Explorers of Space
Page 8
Decker went back to the table, pulled out a chair and sat down. He picked up a pencil and tapped it idly on the almost blank map paper. Behind his back he heard another jet whoom upward from the field.
He let his eyes take in the base. Already it was losing its raw, burned-over look. Already it had something of the look of Earth about it, of the efficiency and common sense and get-the-job-done attitude of the men of Earth.
Small groups of men stood around talking. One of them, he saw, squatted on the ground, talking something over with three squatting robots. Others walked around, sizing up the situation.
Decker grunted with satisfaction. A capable gang of men, he thought. Most of them would have to wait around to really get down to work until the first surveys came in, but even while they waited they would not be idle.
They’d take soil samples and test them. The life that swarmed in the soil would be captured and brought in by grinning robots, and the squirming vicious things would be pinned down and investigated—photographed, X-rayed, dissected, analyzed, observed, put through reaction tests. Trees and plants and grasses would be catalogued and attempts made to classify them. Test pits would be dug for a look at soil strata. The river’s waters would be analyzed. Seines would dredge up some of the life they held. Wells would be driven to establish water tables.
All of this here, at the moment, while they waited for the first preliminary flights to bring back data that would pinpoint other areas worthy of investigation.
Once those reports were in, the work would be started in dead earnest. Geologists and mineral men would probe into the planet’s hide. Weather observation points would be set up. Botanists would take far-ranging check samples. Each man would do the work for which he had been trained. Field reports would pour back to the base, there to be correlated and fitted into the picture.

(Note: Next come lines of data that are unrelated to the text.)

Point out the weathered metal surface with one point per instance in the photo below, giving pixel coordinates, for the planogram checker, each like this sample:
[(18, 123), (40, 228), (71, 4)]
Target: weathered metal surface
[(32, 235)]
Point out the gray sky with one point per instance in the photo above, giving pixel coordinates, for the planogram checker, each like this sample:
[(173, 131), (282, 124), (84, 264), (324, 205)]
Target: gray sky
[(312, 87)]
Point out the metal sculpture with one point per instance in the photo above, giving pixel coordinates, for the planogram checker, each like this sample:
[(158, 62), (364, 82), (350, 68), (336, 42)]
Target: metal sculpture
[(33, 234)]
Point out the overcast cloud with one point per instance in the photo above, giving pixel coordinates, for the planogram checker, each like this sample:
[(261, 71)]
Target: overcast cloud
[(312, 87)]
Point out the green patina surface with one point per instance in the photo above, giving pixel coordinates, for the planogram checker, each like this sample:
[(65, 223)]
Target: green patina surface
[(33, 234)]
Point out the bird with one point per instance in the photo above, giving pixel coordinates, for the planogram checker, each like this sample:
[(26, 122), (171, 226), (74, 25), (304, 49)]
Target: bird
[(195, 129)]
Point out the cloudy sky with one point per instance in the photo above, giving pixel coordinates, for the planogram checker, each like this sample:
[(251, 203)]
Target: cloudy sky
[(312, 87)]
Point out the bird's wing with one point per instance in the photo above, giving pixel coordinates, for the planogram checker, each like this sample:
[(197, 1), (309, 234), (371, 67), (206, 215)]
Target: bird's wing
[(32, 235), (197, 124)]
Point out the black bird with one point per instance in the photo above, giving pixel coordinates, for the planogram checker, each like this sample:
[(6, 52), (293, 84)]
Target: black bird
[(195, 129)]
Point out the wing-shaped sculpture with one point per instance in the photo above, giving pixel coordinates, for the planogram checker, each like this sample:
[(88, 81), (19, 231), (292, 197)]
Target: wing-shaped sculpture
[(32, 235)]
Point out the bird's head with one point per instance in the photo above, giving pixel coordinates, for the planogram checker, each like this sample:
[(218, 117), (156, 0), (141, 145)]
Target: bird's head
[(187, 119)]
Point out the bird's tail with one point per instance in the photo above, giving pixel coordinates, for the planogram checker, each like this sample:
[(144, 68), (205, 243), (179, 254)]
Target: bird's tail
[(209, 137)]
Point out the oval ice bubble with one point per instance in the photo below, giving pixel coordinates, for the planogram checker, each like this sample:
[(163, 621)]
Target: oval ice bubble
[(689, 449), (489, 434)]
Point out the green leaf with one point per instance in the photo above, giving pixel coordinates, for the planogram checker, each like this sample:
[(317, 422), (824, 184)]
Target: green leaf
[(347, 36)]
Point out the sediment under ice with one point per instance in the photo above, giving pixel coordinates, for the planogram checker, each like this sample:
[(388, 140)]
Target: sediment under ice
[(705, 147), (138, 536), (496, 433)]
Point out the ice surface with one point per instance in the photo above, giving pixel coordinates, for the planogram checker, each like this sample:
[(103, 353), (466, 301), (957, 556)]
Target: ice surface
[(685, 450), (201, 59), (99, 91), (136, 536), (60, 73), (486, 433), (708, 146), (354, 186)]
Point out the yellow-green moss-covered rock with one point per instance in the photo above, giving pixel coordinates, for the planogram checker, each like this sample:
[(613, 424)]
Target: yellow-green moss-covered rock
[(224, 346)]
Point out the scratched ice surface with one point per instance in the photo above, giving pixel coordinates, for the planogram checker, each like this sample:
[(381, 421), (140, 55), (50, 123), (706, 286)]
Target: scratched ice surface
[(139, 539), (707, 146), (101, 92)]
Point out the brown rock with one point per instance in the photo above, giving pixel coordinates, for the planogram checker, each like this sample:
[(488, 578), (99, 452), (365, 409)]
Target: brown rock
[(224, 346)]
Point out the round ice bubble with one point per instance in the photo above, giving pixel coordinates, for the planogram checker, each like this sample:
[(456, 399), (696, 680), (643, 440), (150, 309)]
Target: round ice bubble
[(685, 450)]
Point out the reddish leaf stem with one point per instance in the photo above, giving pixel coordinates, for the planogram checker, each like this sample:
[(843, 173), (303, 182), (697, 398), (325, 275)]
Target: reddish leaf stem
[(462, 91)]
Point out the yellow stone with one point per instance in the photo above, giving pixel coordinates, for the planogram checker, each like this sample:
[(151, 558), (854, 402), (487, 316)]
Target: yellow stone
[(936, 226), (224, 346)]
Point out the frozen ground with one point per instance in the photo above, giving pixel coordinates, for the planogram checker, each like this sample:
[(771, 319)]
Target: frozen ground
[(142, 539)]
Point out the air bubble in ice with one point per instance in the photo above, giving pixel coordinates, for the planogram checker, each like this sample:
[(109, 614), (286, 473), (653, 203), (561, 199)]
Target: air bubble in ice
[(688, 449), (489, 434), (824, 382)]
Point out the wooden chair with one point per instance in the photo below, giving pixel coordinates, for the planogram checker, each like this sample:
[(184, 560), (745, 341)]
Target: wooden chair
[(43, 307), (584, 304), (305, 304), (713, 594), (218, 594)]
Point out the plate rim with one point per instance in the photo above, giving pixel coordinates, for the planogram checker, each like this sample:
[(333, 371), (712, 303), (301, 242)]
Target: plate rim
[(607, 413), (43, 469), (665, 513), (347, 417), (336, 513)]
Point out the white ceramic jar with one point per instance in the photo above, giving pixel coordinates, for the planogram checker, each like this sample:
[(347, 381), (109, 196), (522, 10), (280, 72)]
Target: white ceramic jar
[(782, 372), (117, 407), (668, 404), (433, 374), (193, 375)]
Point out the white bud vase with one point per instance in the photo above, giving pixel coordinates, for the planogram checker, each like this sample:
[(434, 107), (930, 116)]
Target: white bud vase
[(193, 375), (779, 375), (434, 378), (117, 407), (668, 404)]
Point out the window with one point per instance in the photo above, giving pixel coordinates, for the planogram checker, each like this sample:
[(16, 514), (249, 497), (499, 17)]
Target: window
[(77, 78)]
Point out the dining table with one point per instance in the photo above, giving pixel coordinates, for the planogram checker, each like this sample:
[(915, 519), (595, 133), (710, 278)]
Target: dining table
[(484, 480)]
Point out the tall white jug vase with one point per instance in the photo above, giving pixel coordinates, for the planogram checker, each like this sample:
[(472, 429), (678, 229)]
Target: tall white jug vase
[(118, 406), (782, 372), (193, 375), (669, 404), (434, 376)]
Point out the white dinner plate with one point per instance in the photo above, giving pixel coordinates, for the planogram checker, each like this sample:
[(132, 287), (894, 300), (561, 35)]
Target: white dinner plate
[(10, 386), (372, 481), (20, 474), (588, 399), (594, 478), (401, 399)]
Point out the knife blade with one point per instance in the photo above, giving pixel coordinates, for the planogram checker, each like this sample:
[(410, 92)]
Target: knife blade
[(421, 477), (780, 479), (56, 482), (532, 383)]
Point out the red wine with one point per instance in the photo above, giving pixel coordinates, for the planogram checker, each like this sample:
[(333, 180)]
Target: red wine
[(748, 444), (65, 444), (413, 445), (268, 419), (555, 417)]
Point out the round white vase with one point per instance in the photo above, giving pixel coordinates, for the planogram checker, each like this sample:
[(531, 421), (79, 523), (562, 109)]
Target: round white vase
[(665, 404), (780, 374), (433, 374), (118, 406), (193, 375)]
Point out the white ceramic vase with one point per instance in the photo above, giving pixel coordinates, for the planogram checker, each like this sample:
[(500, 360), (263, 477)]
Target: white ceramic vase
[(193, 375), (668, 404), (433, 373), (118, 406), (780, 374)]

Work then, work in plenty. Work by day and night. And all the time the base would be a bit of Earth, a few square yards held inviolate against all another world might muster.
Decker sat easily in his chair and felt the breeze that came beneath the canvas, a gentle breeze that ruffled through his hair, rattled the papers on the table and twitched the tacked-down map. It was pleasant here, he thought. But it wouldn’t stay pleasant long. It almost never did.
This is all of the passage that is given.